The NIST AI Risk Management Framework helps connect vendor evaluation to governance, measurement, and risk management. Due diligence should produce measurable evidence, not only subjective confidence.

MITRE ATLAS helps frame adversarial AI behavior at the system level. Browser-based AI control review should evaluate the pipeline, not only the model.

Playwright and similar browser automation tools help customers understand what browser evidence can be captured. Playwright documentation covers screenshots, trace viewing, and frames, which map directly to evidence expectations discussed in this series.

The purpose of referencing these sources is not decoration.

The purpose is to anchor due diligence in structured testing, model-application risk, AI governance, adversarial system thinking, and browser evidence capture.

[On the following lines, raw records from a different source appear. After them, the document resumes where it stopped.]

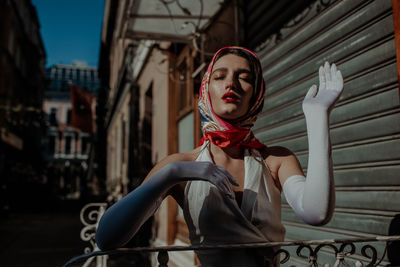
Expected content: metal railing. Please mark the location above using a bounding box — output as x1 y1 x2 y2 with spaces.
72 203 400 267
79 203 108 267
64 236 400 267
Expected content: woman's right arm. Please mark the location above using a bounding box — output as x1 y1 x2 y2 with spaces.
95 156 236 250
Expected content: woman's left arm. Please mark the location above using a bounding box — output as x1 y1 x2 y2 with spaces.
278 62 343 225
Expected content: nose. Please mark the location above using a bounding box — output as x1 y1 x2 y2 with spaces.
225 75 237 90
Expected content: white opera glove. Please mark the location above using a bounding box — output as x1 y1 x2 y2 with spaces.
95 162 238 250
283 62 343 225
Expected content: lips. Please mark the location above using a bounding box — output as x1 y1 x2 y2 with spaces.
222 92 239 103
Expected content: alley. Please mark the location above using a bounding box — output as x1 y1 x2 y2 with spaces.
0 202 86 267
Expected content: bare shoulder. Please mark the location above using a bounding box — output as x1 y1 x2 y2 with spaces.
261 146 302 185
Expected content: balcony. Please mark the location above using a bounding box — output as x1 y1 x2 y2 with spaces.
64 203 400 267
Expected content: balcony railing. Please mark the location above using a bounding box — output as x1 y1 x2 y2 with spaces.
72 203 400 267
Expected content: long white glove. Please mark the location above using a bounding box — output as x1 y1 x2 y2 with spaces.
283 62 343 225
95 161 238 250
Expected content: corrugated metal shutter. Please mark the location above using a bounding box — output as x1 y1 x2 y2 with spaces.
253 0 400 262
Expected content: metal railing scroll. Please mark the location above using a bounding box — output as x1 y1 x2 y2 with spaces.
64 236 400 267
80 203 108 267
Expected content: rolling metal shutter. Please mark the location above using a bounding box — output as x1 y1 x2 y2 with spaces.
252 0 400 264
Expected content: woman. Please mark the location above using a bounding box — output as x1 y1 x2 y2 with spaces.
96 47 343 266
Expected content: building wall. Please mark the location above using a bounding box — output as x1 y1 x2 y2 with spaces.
43 99 72 124
250 0 400 265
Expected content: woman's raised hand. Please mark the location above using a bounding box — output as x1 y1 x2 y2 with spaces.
303 62 343 116
170 161 239 198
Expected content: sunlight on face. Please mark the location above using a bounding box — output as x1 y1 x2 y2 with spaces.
209 54 254 120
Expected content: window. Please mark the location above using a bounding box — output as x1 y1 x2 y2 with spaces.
48 135 56 154
49 108 57 126
81 136 89 155
66 108 72 124
8 28 14 55
168 46 200 246
64 135 72 155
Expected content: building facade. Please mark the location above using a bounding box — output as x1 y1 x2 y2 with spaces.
97 0 400 266
0 0 46 212
43 62 100 199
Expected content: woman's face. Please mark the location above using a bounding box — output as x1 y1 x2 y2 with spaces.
208 54 254 120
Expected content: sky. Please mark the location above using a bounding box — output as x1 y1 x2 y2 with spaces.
32 0 105 67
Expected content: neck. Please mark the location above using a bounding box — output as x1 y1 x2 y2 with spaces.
210 142 244 159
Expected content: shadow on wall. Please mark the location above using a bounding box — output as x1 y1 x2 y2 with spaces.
388 214 400 266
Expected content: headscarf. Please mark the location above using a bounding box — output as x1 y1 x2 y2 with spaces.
198 46 265 149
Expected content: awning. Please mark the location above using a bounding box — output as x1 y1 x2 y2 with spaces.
123 0 225 43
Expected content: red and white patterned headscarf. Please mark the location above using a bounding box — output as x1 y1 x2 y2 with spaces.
198 46 265 149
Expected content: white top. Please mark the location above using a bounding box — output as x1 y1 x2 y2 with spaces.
183 142 285 267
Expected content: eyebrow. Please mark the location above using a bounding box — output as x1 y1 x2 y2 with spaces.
211 68 251 75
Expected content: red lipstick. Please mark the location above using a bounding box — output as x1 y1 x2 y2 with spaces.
221 92 239 103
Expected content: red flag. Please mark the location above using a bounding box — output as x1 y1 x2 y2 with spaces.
71 84 95 133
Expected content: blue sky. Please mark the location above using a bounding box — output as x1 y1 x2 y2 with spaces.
32 0 104 67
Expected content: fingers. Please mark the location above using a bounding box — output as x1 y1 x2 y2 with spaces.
336 70 343 91
319 66 326 90
304 84 318 99
217 166 239 186
324 61 332 82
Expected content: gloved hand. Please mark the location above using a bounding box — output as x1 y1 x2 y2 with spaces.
283 62 343 225
95 161 238 250
170 161 239 198
303 62 343 117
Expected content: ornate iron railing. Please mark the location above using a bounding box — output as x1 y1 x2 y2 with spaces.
80 203 108 267
64 236 400 267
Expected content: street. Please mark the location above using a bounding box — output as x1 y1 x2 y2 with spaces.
0 203 86 267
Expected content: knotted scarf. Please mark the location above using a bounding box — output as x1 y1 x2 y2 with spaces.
198 46 265 149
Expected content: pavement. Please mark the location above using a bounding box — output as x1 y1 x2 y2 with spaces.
0 203 88 267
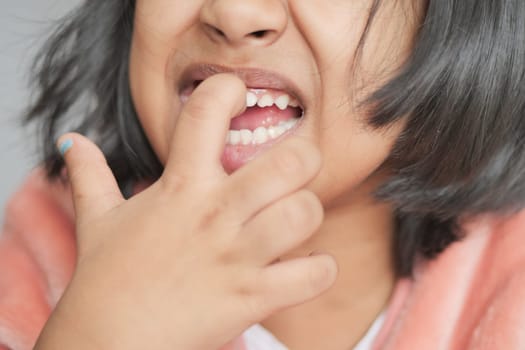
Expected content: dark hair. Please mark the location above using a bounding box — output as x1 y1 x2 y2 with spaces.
26 0 525 275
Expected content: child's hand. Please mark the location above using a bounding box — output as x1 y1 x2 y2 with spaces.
36 75 336 350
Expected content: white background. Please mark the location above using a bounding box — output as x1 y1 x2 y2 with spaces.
0 0 81 223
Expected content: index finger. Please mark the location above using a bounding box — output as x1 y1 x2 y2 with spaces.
165 74 246 177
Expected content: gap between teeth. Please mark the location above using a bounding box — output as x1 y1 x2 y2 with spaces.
226 118 298 146
246 91 299 111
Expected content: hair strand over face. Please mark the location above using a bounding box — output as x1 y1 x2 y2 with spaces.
25 0 525 275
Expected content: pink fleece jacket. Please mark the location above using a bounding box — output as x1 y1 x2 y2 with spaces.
0 171 525 350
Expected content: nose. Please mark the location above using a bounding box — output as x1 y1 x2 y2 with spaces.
200 0 288 47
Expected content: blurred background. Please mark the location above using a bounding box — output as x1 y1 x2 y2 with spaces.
0 0 81 222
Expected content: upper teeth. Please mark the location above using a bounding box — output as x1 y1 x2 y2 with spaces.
246 91 299 111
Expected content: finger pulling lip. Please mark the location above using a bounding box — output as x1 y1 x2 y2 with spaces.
178 64 306 111
178 64 305 173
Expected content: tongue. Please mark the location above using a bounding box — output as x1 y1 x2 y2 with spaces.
230 106 298 131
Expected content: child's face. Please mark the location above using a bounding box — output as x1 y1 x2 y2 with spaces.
130 0 419 204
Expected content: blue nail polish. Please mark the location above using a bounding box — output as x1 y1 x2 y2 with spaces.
58 139 73 155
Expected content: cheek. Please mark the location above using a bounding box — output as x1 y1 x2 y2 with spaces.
130 37 180 164
311 115 403 206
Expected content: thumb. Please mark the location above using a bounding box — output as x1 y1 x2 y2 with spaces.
57 133 124 220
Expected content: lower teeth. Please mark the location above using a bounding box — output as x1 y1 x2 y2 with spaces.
226 118 298 146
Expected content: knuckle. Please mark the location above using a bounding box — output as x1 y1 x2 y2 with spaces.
270 147 305 178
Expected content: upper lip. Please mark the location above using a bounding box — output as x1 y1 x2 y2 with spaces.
178 63 304 109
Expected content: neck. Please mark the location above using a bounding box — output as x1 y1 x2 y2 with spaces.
262 180 395 350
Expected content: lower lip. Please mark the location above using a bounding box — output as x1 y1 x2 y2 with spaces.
221 116 304 174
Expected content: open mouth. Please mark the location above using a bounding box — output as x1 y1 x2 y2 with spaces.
179 66 305 173
181 80 304 146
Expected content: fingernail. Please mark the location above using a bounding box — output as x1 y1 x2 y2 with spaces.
58 139 73 156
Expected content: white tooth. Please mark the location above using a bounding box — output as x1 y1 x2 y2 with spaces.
271 125 286 139
275 95 290 111
246 91 257 107
257 95 273 108
228 130 241 146
288 98 299 108
285 119 297 130
240 129 253 145
253 126 268 145
268 126 279 139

What Vendor Due Diligence Is Not

Vendor due diligence is not a product endorsement.

It is not a benchmark without scope and methodology.

It is not unauthorized testing.

It is not blind trust in a demo.

It is not blind trust in a model confidence score.

It is not a replacement for broader security architecture review.

It is not a replacement for privacy, legal, or procurement review.

It is not proof that a product is secure or insecure without evidence.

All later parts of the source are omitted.